Em 2025, a safra de soja 2024/25, em Mato Grosso, foi consolidada com números recordes, conforme dados elaborados pelo Instituto Mato-grossense de Economia Agropecuária (Imea). A área cultivada atingiu 12,80 milhões de hectares (ha), aumento de 3,47% em relação à safra anterior, enquanto a produtividade alcançou 66,29 sacas por hectare (sc/ha), crescimento de 27,09% em comparação à temporada 2023/24, o que elevou a produção total para 50,89 milhões de toneladas (t), incremento de 31,50%.
“Esse desempenho reflete tanto a expansão da área, quanto as condições climáticas favoráveis durante o ciclo. No que se refere ao valor da oleaginosa, o preço disponível encerrou o ano com média de R$ 113,01/sc, queda de 3,30%, devido aos estoques elevados. Já nas exportações, até nov/25 foram escoadas 31,11 milhões de t de soja, aumento de 26,26% frente ao mesmo período de 2024”, apontam os analistas do Imea.
O Instituto projeta as exportações para o ano em 31,40 milhões de t, acréscimo de 26,97% ante o ciclo 2023/24. Por fim, o Valor Bruto da Produção (VBP) da oleaginosa em 2025 apresentou um aumento de 27,90% em relação ao ano anterior, finalizando com projeção de R$ 93,98 bilhões.

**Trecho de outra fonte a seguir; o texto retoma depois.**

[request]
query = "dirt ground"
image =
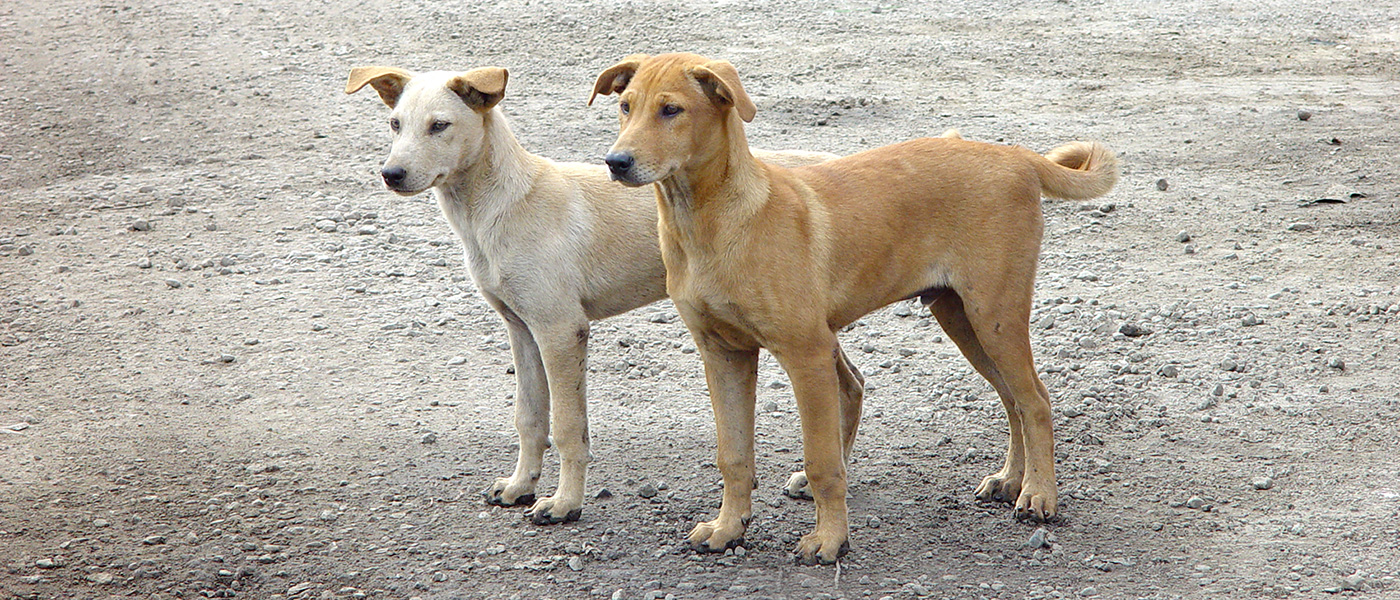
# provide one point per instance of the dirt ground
(205, 395)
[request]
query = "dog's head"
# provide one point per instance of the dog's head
(437, 120)
(676, 111)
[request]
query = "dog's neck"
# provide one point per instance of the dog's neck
(500, 174)
(728, 182)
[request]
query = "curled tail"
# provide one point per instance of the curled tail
(1078, 171)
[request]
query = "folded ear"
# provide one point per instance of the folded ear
(388, 81)
(616, 77)
(480, 88)
(720, 81)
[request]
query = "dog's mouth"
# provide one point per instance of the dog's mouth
(403, 189)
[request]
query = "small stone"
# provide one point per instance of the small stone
(1038, 539)
(1134, 330)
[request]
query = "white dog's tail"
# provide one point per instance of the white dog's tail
(1078, 171)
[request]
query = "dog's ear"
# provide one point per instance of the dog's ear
(721, 83)
(388, 81)
(616, 77)
(480, 88)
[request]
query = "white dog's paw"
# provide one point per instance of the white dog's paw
(506, 491)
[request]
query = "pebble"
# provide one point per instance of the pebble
(1134, 330)
(1038, 539)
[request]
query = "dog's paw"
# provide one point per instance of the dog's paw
(1038, 502)
(550, 511)
(717, 536)
(507, 493)
(797, 487)
(819, 547)
(1000, 487)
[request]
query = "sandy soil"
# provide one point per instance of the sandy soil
(203, 395)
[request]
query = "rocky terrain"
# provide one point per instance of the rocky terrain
(233, 365)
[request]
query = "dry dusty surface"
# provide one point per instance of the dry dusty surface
(205, 395)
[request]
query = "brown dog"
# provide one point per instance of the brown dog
(759, 256)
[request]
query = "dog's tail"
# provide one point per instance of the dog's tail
(1078, 171)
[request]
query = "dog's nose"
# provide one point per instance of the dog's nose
(619, 162)
(394, 176)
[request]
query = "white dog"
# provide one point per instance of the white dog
(552, 246)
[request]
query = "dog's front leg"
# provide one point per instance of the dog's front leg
(564, 350)
(812, 367)
(853, 395)
(531, 420)
(732, 378)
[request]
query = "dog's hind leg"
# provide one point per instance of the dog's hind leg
(853, 396)
(1003, 486)
(1001, 322)
(531, 418)
(564, 350)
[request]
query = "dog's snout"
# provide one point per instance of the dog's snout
(394, 176)
(619, 162)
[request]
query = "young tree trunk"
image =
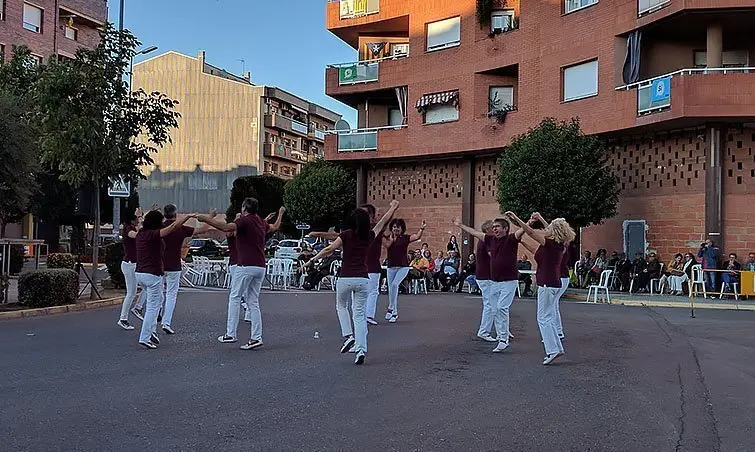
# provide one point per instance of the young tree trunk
(96, 237)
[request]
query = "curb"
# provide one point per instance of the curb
(39, 312)
(670, 304)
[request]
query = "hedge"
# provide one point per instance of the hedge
(61, 260)
(46, 288)
(113, 259)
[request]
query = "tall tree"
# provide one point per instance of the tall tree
(93, 127)
(557, 170)
(17, 162)
(321, 195)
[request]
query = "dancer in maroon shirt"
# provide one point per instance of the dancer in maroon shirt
(353, 282)
(548, 256)
(398, 262)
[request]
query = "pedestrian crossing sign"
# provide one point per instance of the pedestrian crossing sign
(119, 188)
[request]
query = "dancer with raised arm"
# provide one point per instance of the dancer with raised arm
(250, 231)
(131, 226)
(548, 256)
(504, 276)
(149, 269)
(398, 262)
(353, 282)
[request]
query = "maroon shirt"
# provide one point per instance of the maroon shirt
(503, 257)
(354, 254)
(129, 245)
(397, 256)
(482, 270)
(250, 240)
(373, 254)
(548, 258)
(149, 252)
(234, 254)
(565, 263)
(173, 244)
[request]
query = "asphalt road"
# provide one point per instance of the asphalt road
(632, 379)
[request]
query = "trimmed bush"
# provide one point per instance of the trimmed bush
(61, 260)
(46, 288)
(113, 259)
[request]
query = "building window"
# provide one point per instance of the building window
(71, 33)
(731, 58)
(439, 113)
(502, 20)
(500, 98)
(574, 5)
(444, 33)
(580, 80)
(32, 18)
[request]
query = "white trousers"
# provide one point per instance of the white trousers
(557, 314)
(488, 310)
(373, 293)
(172, 281)
(152, 285)
(502, 295)
(356, 290)
(395, 276)
(129, 274)
(546, 298)
(250, 283)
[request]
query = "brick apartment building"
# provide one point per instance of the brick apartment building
(665, 82)
(48, 27)
(229, 128)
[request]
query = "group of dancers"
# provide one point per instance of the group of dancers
(152, 247)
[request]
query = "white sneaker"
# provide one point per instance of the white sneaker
(347, 344)
(501, 347)
(487, 337)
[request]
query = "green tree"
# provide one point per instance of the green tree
(322, 195)
(557, 170)
(18, 158)
(93, 128)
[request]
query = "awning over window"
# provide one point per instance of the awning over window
(448, 97)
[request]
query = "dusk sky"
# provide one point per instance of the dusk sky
(282, 42)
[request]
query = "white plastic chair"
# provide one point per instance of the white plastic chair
(658, 282)
(594, 289)
(698, 280)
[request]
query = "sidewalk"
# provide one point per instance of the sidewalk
(667, 301)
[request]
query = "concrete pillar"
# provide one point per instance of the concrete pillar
(467, 206)
(715, 46)
(713, 184)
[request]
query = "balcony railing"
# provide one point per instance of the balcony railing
(361, 140)
(648, 6)
(357, 8)
(361, 71)
(654, 94)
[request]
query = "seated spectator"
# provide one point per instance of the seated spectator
(624, 272)
(468, 275)
(583, 267)
(449, 272)
(732, 276)
(652, 270)
(524, 264)
(639, 264)
(600, 264)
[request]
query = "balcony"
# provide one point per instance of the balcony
(284, 152)
(278, 121)
(696, 93)
(387, 141)
(349, 79)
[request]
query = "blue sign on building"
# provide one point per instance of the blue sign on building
(661, 89)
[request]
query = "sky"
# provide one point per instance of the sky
(283, 43)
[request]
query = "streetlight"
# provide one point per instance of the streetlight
(149, 49)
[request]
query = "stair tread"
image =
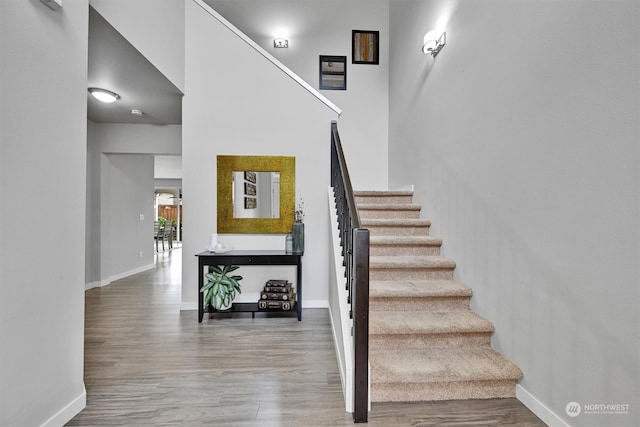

Na última sexta-feira (05), a semeadura da soja da safra 2025/26 atingiu 100% dos 13,01 mi t projetados em Mato Grosso, avançando 0,31 pontos percentuais (p.p.) na semana. “O início das atividades foi marcado pelo ritmo mais acelerado dos últimos cinco anos, favorecido pelos acumulados de chuvas no início das atividades. No entanto, o final de outubro foi caracterizado por um período de estiagem e temperaturas altas, gerando preocupações quanto ao desenvolvimento das lavouras. Esse cenário resultou em desaceleração das atividades a campo, levando o indicador a ficar abaixo da média histórica recente”, relembram os analistas.
Entre as regiões, a centro-sul, nordeste e sudeste foram as mais afetadas pela irregularidade das chuvas, o que impactou o ritmo dos trabalhos e fez com que concluíssem a semeadura apenas na última semana. Por fim, para as próximas semanas, as projeções do NOAA mostram acumulados entre 65 e 75 mm na maior parte das regiões, volume que pode ajudar a mitigar os efeitos iniciais da estiagem sobre as lavouras.